With the U.S. dollar at 2%, there are still strong bearish dollar forces in the form of higher yielding currencies. But a countervailing force is that of expectations. The highly questionable expectation that the credit crisis has peaked and commodities have topped offers a respite for the dollar. This may be psychological with dollar weakness resuming its downward path when discouraging U.S. economic news makes a rally no longer justified. Yet if traders can’t figure out where the U.S. economy is going, they simply can look elsewhere and there is a geometry of opportunity being shaped in the EUR/JPY, AUD/USD and NZD/USD. Let’s take a look.

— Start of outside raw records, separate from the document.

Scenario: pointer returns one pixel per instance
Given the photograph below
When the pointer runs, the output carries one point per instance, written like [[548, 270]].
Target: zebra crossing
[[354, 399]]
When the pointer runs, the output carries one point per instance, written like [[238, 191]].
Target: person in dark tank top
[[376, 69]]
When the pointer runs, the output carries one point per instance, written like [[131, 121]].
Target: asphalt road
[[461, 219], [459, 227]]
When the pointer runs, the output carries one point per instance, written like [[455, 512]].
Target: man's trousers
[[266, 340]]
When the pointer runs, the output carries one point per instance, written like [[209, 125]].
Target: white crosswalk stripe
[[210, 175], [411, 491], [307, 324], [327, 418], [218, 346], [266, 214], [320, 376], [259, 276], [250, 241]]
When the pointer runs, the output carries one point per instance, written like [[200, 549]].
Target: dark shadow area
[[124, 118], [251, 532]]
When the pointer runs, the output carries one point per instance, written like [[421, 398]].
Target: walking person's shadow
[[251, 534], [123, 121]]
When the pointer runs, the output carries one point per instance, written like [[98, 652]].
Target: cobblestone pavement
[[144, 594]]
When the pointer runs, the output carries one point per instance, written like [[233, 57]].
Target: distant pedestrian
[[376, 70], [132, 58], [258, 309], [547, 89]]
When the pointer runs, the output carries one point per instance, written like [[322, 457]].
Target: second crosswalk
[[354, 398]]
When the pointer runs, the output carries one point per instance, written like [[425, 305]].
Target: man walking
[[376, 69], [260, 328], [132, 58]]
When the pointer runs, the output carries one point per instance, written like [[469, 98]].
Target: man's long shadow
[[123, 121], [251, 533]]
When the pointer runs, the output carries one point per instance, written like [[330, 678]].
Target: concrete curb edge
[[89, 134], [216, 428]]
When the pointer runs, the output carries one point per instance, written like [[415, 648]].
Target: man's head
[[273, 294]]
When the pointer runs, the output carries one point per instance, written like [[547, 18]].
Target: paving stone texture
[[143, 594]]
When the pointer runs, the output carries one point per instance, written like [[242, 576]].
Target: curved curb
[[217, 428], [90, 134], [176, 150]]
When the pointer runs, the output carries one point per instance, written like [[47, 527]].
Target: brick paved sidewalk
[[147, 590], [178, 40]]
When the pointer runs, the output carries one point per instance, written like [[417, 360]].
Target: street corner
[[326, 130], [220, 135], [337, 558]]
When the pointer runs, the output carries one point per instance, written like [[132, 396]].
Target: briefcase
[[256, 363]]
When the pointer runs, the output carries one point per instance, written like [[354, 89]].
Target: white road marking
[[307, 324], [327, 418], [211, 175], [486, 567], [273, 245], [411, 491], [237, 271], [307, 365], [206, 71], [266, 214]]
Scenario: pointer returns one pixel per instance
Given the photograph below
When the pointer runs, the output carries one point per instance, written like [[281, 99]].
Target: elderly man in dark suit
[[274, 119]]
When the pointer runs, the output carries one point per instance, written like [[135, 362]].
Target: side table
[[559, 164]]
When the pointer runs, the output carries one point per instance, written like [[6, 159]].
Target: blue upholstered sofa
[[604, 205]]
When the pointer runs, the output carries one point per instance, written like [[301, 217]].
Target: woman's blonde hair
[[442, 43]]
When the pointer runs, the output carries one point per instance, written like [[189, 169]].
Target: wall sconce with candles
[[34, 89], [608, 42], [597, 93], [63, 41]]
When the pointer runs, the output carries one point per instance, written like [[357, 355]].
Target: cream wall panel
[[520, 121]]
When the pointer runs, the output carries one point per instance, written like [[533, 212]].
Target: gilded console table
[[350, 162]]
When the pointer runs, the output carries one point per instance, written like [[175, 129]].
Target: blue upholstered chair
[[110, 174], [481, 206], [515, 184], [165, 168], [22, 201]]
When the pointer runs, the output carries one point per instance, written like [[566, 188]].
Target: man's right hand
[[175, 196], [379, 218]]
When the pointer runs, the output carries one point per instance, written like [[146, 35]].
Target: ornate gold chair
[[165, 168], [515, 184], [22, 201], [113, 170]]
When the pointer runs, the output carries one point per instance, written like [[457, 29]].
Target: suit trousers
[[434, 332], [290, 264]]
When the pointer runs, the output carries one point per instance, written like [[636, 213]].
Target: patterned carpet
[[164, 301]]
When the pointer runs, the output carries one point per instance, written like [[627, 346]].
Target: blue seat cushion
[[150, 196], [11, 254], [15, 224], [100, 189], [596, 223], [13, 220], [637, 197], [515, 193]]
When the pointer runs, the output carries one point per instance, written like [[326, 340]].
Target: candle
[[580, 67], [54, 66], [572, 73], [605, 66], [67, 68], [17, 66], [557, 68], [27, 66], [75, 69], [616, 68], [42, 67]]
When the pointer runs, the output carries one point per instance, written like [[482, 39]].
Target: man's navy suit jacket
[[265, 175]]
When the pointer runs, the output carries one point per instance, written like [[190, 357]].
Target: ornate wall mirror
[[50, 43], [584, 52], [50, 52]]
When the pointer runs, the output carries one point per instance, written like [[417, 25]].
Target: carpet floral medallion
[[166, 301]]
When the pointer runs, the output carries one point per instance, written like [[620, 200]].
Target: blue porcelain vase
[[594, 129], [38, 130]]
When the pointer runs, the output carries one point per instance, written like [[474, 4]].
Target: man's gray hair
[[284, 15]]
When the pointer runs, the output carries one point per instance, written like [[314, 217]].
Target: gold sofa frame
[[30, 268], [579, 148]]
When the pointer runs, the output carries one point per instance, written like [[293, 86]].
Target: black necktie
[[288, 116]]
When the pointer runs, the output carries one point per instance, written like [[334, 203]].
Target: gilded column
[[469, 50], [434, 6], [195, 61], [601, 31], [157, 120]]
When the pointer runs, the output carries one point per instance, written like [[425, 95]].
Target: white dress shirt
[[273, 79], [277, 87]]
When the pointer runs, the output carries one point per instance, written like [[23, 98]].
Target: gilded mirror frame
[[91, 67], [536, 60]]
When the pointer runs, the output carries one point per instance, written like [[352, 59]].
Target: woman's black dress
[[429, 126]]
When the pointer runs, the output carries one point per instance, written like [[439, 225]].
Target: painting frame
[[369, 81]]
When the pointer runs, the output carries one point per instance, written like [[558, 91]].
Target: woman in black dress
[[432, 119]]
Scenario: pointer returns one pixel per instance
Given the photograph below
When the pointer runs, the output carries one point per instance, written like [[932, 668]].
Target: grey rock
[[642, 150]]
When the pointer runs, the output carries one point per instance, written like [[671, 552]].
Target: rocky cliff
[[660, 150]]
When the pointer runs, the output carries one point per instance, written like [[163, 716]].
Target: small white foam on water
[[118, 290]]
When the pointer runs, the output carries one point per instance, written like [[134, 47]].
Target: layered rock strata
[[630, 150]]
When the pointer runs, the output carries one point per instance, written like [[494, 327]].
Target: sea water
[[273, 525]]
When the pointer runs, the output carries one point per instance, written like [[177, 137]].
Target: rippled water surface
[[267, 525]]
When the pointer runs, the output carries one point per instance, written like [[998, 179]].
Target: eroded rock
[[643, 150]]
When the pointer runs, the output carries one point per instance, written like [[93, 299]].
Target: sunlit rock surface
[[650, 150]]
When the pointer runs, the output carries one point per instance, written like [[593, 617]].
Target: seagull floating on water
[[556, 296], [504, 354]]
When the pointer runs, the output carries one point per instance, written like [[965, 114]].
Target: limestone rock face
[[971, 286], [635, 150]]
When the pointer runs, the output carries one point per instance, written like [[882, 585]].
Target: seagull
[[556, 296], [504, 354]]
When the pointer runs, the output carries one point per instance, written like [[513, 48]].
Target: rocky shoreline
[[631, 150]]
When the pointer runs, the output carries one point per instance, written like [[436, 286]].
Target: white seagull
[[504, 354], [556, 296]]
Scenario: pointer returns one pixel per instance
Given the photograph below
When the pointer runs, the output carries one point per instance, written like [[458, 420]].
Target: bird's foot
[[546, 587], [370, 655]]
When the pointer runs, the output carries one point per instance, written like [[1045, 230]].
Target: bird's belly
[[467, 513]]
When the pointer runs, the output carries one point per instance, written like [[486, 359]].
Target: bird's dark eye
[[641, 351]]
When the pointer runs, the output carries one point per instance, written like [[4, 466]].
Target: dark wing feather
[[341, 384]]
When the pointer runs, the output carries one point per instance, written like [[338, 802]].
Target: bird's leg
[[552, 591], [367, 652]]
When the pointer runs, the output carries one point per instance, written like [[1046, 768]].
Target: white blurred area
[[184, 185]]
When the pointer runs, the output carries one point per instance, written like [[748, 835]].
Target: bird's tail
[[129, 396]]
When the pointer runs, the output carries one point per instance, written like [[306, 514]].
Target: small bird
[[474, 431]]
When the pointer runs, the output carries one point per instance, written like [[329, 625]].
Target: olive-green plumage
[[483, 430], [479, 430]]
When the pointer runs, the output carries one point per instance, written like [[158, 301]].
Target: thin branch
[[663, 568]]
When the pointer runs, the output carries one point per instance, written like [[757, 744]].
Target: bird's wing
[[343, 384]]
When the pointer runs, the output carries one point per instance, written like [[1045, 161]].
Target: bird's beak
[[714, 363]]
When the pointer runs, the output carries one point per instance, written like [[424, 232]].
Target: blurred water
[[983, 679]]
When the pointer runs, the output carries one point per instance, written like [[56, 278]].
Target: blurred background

The EUR/JPY has experienced a 1,000 pip move and traders who have missed the move up can very well catch the move down. The price action also follows a fundamental vector, which is a slowing down of the European economy. When economic data shows a slowdown, currencies use that data as leading indicators. If a slowdown is anticipated in the eurozone, then the euro’s weakness will make it difficult for the EUR/JPY pair to have the momentum to remain at previous highs in the 166+ range. A EUR/JPY correction is in the cards and it could be 1,000 pips.
The AUD/USD also offers an interesting opportunity. The 15-year Australian economic expansion may be ready to plateau. The AUD/USD had benefited from the commodity boom, particularly in gold, as Australia is the third largest gold producing country. A correction in gold or in the broader commodity markets would be a recipe for a potentially massive downward move in the Aussie.
The New Zealand dollar, also known as the kiwi, is perhaps the most interesting of all. It sits at the top of the interest rate pyramid, offering 8.25%, yet the fundamentals are beginning to soften.
For example, the New Zealand home building approvals are slowing down. New Zealand, like the United States, Britain and many other countries, has housing sectors that are highly correlated to currency direction. A slowdown in New Zealand offers their central bank the opportunity to cut rates without fearing inflation. If a rate cut comes, the NZD/USD could experience a significant sell off.
As we approach the second half of 2008, currency pairs like the EUR/JPY, AUD/USD and NZD/USD seem ready to assume new patterns reflecting expected changes in the world economy. The forex trader needs to prepare for inevitable shifts in world fundamentals.